Grow up, get a job, find a partner, settle down, have kids, raise them, die. That’s the suffocating formula that Vivarium takes aim at in this uber-creepy suburban sci-fi, as young lovebirds Gemma (Imogen Poots) and Tom (Jesse Eisenberg) take the first faltering step on their life together by visiting an estate agent. Little do they know it’s a decision that will snatch them away from their normal routines and imprison them in a nightmarish perception of how life is supposed to go.

That’s because the estate agent in question is Martin, played with exquisitely unsettling eccentricity by Jonathan Aris. Despite his almost lizard-like mannerisms and entirely unnatural speech, Martin somehow convinces the pair to follow him in their van out to Yonder, a lurid suburban housing development in which all the properties are painted the same sickly shade of mint green. It’s no coincidence that the song on their stereo as they arrive at Yonder – A Message to You, Rudy – is defined by refrains urging the tearaway Rudy to stop his messing around and start thinking of the future.

Because that’s what Gemma and Tom have to do immediately, when Martin abandons them in their new spotless but soulless prefab. The CGI used in the geography and skyline of Yonder is intentionally unconvincing, only adding to the feeling that the couple have become trapped inside a horrible version of The Sims gone wrong. When a baby arrives on the doorstep and their van runs out of petrol during a fruitless escape attempt, it’s clear that they’re now fully tethered to their draining but dull existence.

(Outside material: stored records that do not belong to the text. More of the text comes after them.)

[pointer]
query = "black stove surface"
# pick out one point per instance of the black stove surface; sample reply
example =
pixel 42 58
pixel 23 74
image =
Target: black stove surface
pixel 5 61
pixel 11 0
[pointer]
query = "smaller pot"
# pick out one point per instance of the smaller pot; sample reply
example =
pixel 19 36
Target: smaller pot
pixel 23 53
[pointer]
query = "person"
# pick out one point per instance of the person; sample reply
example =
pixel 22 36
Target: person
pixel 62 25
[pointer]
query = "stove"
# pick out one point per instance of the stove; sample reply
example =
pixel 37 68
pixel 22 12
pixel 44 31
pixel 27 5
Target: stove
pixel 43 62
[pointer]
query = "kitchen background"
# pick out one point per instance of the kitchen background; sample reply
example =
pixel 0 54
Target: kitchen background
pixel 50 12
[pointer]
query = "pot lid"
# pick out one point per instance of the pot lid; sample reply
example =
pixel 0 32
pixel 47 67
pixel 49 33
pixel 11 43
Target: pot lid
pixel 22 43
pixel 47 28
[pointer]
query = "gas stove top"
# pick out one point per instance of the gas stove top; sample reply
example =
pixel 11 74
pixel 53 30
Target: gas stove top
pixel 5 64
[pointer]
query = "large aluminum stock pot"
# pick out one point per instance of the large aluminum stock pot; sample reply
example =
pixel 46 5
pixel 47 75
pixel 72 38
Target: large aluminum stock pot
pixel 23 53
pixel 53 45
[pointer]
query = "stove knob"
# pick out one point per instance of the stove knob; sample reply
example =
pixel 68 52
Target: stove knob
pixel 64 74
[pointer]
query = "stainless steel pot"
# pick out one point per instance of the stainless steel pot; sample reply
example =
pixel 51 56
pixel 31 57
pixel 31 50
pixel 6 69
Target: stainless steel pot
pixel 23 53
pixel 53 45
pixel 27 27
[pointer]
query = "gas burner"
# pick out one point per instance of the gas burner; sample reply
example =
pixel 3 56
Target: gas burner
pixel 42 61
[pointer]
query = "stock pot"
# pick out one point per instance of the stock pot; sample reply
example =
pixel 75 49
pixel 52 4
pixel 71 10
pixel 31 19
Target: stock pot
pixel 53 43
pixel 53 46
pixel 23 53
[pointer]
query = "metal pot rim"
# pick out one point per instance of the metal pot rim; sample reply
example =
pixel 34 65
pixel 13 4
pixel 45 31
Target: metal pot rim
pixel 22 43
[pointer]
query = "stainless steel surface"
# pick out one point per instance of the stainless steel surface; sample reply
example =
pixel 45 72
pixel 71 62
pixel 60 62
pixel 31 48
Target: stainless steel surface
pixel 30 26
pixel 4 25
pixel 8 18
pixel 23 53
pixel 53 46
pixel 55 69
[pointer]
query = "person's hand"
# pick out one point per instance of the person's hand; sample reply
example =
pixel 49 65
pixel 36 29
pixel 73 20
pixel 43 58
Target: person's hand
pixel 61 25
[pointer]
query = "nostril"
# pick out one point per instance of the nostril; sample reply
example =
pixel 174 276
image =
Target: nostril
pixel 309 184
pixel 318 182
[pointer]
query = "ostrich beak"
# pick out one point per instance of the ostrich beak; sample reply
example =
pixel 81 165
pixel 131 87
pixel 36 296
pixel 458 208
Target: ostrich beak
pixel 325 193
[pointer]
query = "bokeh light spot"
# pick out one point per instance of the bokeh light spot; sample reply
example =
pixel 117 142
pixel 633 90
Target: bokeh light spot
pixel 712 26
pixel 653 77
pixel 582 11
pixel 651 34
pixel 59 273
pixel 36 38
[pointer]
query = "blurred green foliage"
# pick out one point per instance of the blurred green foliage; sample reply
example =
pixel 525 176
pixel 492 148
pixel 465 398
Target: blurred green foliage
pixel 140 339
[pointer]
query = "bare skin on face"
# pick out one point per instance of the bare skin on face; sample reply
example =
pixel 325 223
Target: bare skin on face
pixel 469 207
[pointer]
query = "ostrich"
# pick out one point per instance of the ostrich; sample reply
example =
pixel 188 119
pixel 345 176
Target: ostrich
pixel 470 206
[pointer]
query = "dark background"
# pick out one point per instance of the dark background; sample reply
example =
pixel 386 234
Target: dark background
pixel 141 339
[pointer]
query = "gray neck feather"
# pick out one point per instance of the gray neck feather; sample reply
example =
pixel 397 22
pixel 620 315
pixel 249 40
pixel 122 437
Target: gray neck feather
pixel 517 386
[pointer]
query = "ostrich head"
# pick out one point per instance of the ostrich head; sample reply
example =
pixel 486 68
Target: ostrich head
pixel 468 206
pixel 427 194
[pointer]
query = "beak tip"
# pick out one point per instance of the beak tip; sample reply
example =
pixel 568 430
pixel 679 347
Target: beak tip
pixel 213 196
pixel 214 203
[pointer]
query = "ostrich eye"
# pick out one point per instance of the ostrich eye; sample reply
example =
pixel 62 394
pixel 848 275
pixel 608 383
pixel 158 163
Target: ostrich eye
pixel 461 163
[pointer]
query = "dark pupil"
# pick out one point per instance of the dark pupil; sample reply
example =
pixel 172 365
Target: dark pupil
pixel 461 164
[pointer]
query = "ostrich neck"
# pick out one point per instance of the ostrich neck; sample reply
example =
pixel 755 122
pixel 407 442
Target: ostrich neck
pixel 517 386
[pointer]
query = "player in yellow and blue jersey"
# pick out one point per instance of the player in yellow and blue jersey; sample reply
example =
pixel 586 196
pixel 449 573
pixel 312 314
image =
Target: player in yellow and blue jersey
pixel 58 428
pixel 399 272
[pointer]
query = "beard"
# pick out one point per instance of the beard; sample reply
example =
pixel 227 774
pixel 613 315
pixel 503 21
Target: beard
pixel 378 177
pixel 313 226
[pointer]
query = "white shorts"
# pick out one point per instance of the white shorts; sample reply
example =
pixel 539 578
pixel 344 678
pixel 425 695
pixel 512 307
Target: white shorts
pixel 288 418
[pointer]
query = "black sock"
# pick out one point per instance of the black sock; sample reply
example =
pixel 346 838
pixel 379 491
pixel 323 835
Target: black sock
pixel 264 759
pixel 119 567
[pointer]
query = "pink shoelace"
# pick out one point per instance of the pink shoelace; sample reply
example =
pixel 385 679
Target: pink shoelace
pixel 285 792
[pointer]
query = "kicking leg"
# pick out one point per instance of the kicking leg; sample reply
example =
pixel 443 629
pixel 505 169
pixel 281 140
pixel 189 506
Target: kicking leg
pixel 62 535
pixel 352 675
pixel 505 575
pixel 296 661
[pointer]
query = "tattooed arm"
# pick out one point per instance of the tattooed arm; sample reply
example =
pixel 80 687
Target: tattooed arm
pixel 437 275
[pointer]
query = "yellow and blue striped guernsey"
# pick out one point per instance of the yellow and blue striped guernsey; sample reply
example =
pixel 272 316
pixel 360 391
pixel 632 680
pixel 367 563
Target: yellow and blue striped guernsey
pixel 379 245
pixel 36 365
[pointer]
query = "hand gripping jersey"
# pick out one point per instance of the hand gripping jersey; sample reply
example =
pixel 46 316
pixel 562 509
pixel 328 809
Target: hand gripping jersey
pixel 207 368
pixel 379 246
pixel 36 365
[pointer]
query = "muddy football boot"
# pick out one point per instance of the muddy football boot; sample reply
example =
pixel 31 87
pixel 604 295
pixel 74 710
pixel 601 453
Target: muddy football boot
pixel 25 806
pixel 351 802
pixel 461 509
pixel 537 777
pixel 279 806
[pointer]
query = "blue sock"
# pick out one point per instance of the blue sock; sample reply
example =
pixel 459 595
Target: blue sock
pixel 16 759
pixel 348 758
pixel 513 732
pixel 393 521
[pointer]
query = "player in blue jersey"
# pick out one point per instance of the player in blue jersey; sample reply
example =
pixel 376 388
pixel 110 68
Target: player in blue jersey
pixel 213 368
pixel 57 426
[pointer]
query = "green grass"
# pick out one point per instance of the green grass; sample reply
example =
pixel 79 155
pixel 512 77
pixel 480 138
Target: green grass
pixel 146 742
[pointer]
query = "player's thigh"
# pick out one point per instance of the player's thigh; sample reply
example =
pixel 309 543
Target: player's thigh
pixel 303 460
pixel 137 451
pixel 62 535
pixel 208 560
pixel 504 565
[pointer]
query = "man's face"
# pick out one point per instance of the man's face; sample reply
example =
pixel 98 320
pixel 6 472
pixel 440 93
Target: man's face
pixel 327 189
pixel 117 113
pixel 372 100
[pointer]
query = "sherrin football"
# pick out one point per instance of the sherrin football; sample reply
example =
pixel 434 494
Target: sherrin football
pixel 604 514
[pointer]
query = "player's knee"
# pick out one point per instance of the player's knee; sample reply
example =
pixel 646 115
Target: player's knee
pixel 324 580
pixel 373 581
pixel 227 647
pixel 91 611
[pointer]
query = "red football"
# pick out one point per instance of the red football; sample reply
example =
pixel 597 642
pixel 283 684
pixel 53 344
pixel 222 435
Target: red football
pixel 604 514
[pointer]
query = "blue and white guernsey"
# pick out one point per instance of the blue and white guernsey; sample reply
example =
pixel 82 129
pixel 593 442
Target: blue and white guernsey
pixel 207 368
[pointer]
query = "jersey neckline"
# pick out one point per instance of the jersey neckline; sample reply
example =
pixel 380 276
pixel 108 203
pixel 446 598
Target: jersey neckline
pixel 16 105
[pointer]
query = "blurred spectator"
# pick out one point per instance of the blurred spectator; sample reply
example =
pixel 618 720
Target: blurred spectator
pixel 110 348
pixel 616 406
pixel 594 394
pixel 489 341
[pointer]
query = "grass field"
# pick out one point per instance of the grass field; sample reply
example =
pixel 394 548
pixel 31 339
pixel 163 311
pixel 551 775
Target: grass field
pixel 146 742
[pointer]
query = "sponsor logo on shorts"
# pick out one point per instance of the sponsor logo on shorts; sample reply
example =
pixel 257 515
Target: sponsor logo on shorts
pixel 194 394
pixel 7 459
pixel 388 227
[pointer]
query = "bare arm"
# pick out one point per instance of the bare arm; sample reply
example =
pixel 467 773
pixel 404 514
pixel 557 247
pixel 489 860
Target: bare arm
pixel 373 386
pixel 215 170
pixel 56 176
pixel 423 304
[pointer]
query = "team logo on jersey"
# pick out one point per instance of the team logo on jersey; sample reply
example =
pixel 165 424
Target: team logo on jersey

The child itself, played with unnerving otherworldliness by Senan Jennings, is like some sort of alien lifeform sent to test their patience and suck away their vitality. It’s a thinly veiled metaphor for the trials of parenthood and the monotony of succumbing to the so-called American Dream, while there’s also room for some hotpotato questioning of current gender roles. But although the themes being investigated are interesting enough and The Twilight Zone, Black Mirror-style construct used to explore them is novel and engaging, the narrative itself can’t keep pace.

That becomes increasingly clear as Tom whiles away his life digging a hole to nowhere and Gemma resentfully nurtures the satanic sprog in her care. Again, the metaphor for parenthood works neatly enough, but as a cinematic spectacle, it hardly makes compelling viewing for the film’s entire runtime. As a result, things fall away a little in the final third, especially as the conclusion is as depressing as could have been predicted from the outset. All that makes for an intriguing but unsustainable and overly bleak parable on the demands which society places upon individuals and couples alike.